Below are some suggestions from McBee Clinical Consulting Manager Peter von Mechow.

Invest in training and education 
 
Make sure frontline caregivers, especially your social workers, are trained in recognizing depression. Ask your medical director, psychologist or psychiatrist to consult with staff on how to spot depression. Equally important is helping staff overcome the barriers of being afraid to discuss depression with residents. 
 
Once depression is recognized in a resident, the chart should be reviewed by the physician so it can be properly diagnosed and treated. Depression should be in every clinician’s assessment with some type of review process to determine whether a resident verbalizes depression or shows signs of depression.
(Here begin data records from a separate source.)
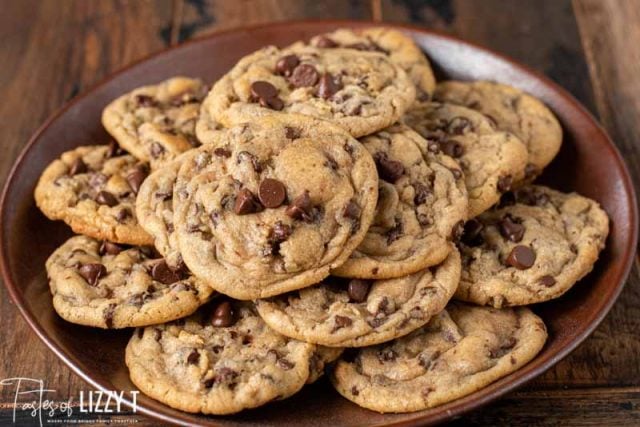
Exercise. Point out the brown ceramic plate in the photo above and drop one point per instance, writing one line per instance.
(588, 163)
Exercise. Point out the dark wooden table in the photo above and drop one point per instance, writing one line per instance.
(52, 50)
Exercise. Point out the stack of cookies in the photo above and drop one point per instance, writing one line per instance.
(321, 197)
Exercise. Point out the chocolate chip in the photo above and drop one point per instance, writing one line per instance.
(245, 203)
(547, 281)
(78, 166)
(193, 357)
(304, 75)
(457, 231)
(287, 64)
(136, 177)
(341, 322)
(162, 273)
(300, 208)
(387, 355)
(329, 85)
(122, 215)
(114, 150)
(457, 173)
(106, 198)
(511, 228)
(521, 257)
(389, 170)
(156, 150)
(358, 290)
(505, 183)
(145, 101)
(325, 42)
(222, 152)
(395, 232)
(422, 192)
(452, 148)
(272, 193)
(261, 90)
(472, 234)
(223, 315)
(110, 248)
(92, 272)
(108, 315)
(530, 171)
(291, 132)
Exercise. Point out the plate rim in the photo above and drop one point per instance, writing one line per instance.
(460, 406)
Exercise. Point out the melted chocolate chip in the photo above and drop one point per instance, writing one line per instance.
(304, 75)
(272, 193)
(145, 101)
(472, 234)
(422, 192)
(389, 170)
(341, 322)
(162, 273)
(194, 357)
(136, 177)
(287, 64)
(547, 281)
(329, 85)
(108, 315)
(325, 42)
(511, 228)
(110, 248)
(78, 166)
(222, 152)
(246, 203)
(452, 148)
(223, 315)
(106, 198)
(358, 290)
(92, 272)
(300, 208)
(505, 183)
(521, 257)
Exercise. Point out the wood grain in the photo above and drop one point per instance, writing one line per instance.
(51, 53)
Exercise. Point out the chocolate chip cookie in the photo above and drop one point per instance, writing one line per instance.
(273, 205)
(154, 208)
(400, 49)
(221, 360)
(422, 201)
(463, 349)
(93, 190)
(156, 123)
(360, 91)
(356, 313)
(532, 248)
(106, 285)
(513, 111)
(491, 160)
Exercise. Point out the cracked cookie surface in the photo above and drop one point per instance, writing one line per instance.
(513, 111)
(531, 250)
(154, 208)
(93, 190)
(491, 160)
(420, 204)
(463, 349)
(273, 205)
(400, 49)
(156, 123)
(219, 361)
(360, 91)
(106, 285)
(356, 313)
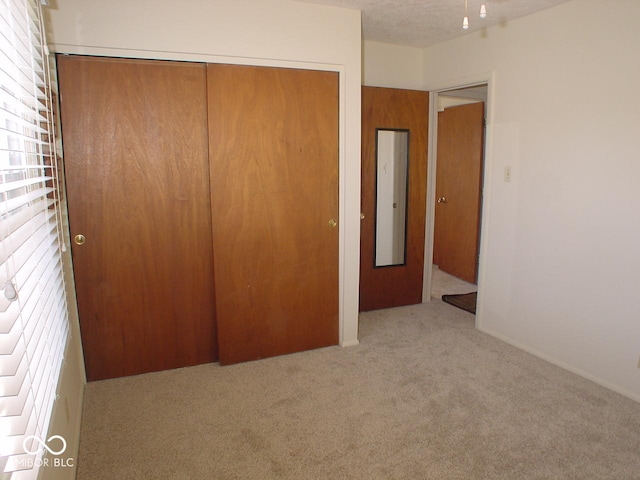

Furthermore, it needs to be documented in all disciplines. 
 
Conduct quality chart reviews 
 
After education and training, it’s important to conduct quality chart reviews to see if there is any indication of depression. In the review, ask, was depression recognized? Was it treated? If depression was documented appropriately and diagnosed by the primary physician, did staff appropriately capture it on the Minimum Data Set (MDS)? 
 
Do a live chart review with the interdisciplinary team within five days of an admission to see if all data, including depression, is properly documented and coded before the 5-day MDS is complete.    
 
Keep focused on care planning
 
Everything you are diagnosing or capturing in the notes as a problem needs to be included in the care plan. Because care plans help assign the correct and most qualified staff to provide the care outlined in the plan, it’s critical that you document accurately and completely. 
 
With recent CMS updates on regulations, care planning is a new focus for compliance. The significance of depression adds to the clinical complexity score of the nursing component, creating an even greater importance in proper care planning.
 
PDPM offers a huge opportunity, both clinically and financially, for SNFs who can properly capture, identify and treat depression. But the most important beneficiaries of this new patient-focused care model are the elderly who are served.